Hegesias: Hazzın Sonu
- Enes
- 7 Şub 2020
- 2 dakikada okunur
Güncelleme tarihi: 11 Kas 2020
Bir Yunan düşünürü Hegesias. Aristippos'un hazcı Kirene okulundan. Bu okulun öğretisine göre kişi hazlarını tatmin etmek için yaşamalıdır. Tabi her haz aynı değerde değildir; hazlar hiyerarşisine göre tinsel ve ahlaki hazlar tensel ve hayvani hazlardan önce gelir. Haz kimine göre doyumsuz olan ve sürekliliği daha fazla olan manevi hazlardır kimine göre ise anlık şehvânî hazlardır. Nihayetinde gayenin haz olduğu konusunda hemfikirdirler. Hegesias'ın felsefesinde bu hazcılık düşüncesi kaçınılmaz olarak pesimizme dönüşüyor. Bu yüzden kendisine ''intihara sürükleyen'' lakabı verilmiştir. Gelin filozofun neden bu lakaba maruz kaldığına onun fikrini inceleyerek bakalım.

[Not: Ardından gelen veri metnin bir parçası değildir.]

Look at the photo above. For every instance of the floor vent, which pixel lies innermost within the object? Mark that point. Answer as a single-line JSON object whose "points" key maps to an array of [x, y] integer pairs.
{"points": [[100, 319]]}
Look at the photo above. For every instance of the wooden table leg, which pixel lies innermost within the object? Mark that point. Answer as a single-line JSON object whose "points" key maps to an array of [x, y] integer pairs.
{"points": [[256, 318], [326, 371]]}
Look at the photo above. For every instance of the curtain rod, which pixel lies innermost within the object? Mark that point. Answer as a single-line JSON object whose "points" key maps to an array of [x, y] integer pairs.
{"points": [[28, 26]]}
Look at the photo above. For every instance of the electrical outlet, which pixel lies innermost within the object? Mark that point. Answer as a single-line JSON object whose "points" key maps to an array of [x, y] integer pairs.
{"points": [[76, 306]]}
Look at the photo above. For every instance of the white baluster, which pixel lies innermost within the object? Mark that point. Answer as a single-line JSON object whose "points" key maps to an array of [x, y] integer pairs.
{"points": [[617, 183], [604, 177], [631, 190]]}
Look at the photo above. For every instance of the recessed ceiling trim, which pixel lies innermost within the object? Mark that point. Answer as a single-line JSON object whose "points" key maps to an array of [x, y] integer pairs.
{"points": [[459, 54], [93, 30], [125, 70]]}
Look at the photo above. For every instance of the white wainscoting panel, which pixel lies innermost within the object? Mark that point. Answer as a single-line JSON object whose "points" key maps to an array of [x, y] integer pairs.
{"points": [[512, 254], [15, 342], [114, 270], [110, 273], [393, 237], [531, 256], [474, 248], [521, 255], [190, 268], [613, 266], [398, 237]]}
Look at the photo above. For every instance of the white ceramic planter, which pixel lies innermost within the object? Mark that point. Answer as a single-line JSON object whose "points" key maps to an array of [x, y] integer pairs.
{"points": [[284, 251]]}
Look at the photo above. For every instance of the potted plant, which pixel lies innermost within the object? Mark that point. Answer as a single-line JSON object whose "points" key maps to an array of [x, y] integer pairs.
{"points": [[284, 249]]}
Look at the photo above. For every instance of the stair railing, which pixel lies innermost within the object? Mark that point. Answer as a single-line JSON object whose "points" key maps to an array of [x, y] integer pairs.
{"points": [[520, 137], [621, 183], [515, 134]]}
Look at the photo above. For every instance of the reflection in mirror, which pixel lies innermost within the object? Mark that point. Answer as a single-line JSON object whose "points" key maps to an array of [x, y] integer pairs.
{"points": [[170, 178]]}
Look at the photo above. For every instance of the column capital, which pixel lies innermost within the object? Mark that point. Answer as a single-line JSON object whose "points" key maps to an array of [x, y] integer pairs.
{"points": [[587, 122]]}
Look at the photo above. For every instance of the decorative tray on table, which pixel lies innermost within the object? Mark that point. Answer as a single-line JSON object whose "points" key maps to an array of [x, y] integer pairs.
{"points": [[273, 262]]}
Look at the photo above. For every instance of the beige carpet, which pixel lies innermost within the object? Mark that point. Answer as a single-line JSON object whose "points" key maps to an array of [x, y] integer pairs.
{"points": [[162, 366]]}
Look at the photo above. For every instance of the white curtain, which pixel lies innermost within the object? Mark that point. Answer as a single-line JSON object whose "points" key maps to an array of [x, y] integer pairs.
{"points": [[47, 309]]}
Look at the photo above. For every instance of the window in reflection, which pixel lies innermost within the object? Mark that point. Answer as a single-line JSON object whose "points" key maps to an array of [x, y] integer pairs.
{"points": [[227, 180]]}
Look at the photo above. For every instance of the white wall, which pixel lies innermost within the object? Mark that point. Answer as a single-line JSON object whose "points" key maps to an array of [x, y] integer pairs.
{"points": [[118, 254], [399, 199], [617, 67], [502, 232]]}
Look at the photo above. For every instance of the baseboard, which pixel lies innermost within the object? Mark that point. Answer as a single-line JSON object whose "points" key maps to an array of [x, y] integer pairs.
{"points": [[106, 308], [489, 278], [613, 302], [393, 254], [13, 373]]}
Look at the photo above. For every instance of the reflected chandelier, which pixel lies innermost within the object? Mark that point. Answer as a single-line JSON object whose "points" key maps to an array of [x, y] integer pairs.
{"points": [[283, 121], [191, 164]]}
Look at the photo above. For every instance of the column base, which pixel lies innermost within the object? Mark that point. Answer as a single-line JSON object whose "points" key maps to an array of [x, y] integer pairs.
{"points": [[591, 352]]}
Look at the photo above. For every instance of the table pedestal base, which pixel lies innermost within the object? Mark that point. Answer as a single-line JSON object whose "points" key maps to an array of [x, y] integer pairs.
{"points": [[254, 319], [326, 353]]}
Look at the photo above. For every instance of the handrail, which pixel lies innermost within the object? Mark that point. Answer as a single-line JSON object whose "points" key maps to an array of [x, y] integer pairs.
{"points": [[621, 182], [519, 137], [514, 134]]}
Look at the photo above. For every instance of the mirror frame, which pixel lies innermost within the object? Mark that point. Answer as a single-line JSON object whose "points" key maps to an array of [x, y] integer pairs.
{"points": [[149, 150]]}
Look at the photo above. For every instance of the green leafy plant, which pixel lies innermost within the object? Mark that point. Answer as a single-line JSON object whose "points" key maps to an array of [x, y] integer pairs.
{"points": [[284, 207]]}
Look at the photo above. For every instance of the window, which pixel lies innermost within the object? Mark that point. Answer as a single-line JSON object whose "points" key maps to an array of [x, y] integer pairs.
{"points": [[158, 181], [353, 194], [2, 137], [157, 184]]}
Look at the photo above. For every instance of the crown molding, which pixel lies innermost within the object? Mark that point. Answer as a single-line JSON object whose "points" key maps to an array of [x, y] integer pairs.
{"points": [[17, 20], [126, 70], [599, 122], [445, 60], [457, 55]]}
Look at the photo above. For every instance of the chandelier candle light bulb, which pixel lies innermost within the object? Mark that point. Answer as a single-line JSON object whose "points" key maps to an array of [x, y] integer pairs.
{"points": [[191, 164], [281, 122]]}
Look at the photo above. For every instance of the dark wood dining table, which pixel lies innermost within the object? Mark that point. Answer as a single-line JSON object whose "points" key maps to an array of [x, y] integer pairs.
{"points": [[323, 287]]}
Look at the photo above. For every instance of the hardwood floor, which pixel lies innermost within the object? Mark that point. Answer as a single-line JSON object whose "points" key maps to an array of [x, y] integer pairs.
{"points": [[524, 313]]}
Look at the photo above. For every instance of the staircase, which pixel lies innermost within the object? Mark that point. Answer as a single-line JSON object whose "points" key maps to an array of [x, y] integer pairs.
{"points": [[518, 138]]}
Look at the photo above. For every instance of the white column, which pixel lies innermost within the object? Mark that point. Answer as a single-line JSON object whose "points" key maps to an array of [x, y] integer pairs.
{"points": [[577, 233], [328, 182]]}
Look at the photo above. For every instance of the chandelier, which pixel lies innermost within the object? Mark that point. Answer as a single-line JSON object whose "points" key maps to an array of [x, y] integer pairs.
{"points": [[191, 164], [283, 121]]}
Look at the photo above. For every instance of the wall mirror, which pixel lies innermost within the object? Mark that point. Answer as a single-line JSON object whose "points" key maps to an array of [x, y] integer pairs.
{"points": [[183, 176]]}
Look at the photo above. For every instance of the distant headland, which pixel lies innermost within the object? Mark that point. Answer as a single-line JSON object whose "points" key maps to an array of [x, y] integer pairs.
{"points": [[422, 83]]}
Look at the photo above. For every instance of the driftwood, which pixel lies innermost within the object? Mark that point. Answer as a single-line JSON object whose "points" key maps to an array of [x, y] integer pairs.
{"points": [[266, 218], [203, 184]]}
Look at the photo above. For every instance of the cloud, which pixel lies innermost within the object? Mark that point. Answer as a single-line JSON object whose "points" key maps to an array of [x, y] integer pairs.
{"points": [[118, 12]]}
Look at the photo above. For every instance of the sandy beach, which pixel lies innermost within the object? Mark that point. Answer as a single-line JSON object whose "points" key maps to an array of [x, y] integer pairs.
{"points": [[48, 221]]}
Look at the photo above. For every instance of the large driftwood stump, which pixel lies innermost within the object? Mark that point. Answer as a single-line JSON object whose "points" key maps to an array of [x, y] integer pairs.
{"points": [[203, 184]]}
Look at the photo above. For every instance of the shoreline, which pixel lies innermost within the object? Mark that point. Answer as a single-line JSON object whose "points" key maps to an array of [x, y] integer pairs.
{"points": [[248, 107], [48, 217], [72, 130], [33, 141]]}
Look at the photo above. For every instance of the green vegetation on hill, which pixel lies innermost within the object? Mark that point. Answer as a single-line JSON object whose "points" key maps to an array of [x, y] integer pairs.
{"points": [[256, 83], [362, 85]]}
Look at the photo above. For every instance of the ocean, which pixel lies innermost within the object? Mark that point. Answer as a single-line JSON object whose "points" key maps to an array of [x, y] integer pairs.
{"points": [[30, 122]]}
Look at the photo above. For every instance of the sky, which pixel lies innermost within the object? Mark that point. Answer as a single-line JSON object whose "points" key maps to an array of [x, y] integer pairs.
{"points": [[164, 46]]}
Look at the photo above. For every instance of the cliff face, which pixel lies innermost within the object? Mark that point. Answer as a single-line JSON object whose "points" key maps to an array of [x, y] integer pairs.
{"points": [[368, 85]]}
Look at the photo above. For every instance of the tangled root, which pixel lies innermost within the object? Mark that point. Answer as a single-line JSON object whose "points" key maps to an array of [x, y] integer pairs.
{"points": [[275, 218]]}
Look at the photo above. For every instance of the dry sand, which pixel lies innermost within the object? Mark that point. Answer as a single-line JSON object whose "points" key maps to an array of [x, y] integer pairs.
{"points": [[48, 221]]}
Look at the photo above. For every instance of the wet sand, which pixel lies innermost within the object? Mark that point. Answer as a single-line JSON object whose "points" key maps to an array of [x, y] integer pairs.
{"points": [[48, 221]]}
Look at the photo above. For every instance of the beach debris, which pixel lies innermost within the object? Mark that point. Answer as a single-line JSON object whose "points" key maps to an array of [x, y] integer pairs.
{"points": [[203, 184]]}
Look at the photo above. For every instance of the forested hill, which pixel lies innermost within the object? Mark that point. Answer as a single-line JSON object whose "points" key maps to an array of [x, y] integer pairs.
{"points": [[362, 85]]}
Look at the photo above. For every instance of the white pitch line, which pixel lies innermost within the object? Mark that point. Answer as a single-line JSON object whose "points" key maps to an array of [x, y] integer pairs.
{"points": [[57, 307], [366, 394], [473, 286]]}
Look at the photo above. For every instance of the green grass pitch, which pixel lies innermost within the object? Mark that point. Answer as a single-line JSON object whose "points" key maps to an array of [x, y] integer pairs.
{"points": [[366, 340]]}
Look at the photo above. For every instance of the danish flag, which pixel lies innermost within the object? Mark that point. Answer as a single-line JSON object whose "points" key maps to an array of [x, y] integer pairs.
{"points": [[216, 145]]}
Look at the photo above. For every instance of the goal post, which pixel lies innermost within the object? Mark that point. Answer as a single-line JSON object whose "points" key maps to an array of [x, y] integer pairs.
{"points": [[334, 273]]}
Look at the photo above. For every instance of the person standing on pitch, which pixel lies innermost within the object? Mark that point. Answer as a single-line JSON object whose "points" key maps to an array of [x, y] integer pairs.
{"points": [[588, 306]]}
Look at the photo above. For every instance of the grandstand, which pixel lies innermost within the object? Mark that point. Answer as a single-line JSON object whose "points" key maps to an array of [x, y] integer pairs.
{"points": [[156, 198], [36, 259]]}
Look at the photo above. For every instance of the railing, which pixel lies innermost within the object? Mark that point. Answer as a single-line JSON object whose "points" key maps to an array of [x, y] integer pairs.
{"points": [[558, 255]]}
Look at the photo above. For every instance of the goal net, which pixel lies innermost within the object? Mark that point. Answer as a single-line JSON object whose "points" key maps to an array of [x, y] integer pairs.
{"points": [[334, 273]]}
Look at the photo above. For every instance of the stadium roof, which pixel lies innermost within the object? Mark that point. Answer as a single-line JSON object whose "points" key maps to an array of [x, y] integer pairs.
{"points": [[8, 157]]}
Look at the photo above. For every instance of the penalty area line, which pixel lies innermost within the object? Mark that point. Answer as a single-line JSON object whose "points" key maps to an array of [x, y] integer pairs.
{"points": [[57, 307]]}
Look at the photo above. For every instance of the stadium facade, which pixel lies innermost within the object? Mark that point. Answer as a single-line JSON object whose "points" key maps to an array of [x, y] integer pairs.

Hayatta elem, hazdan her zaman fazladır. O halde hazzı ve mutluluğu elde etmekten ziyade acıdan ve mutsuzluktan kaçınmalıyız. Fakat bu da pek mümkün görünmemekte. Ayrıca hayat boyu sürecek bir çabadır bu elemden kaçış mücadelesi. Biraz daha devam ederek anlamsızlığa, çaresizliğe, gayesizliğe ve pesimizme varıyor filozof. Yalnız bir ödev bilinci olan idealist için hayat anlamlıdır. Yoksa haz için yaşanan hayatın bir anlamı olmadığını iddia ediyor. Zira anlık haz ani bir elem ile son bulabilir ve sürekli olan tinsel haz da bir yorgunluk terinde akıp gidebilir.
Telaşın yoğun olduğu, düşünmeye fırsatın olmadığı, inançların bir tek buğday tanesine satılabildiği çok akışkan ve bulanık bir çağda yaşıyoruz. Anlamdan ve ruhtan arındırılmış bir çağ bizimkisi. Düşüneceğimiz her şey belirlenmiştir. ''Hakikat maddedir'' yazıyor bu çağın giriş kapısında. Az ilerisinde ''İnsandır tanrı olan'' yazıyor. Hakikat belliyse düşünmeye ne hacet. Sonuçta her şeye muktedir olan o yüce beyaz kaftanlı bilim sultanları bize hakikati vermiyor muydu? Bu sözde emniyetten sonra hazzına bakabilir insan ve bakıyor da.

Nice ''beşer'', hazzı hayatının mihenk taşı yapmış bir vaziyette yaşıyor. En ufak bir düşünce anına tahammül edemeden bir hazdan bir başkasına yöneliyor. Olur da sorgularsa hayatın anlamını o zaman haz pesimizme dönüşüyor. Elem, haz düşkününü kükreyerek kovalayan bir aslana; düşünce bu düşkünün ayağını tökezleten tümseklere benziyor. Kulaklarını kapatarak zıplaya zıplaya kaçıyor düşkün. Nereye kadar?.. İşte belki de bu soruyu kendisine soran düşkünlerin akıbetinden dolayı Hegesias ''intihara sürükleyen'' lakabına layık görülmüş.
Düşünebilmek gerek hayatı ve ölümü. Mefhumlar zıtlarıyla kavranır. Ölümü kavrayamayan hayatın anlamını nasıl elde etsin? Ölümün aniliğini, şiddetini, dehşetini ve bâkî olan yurda döndürüşünü kavrayan hazza nasıl düşkün olabilsin?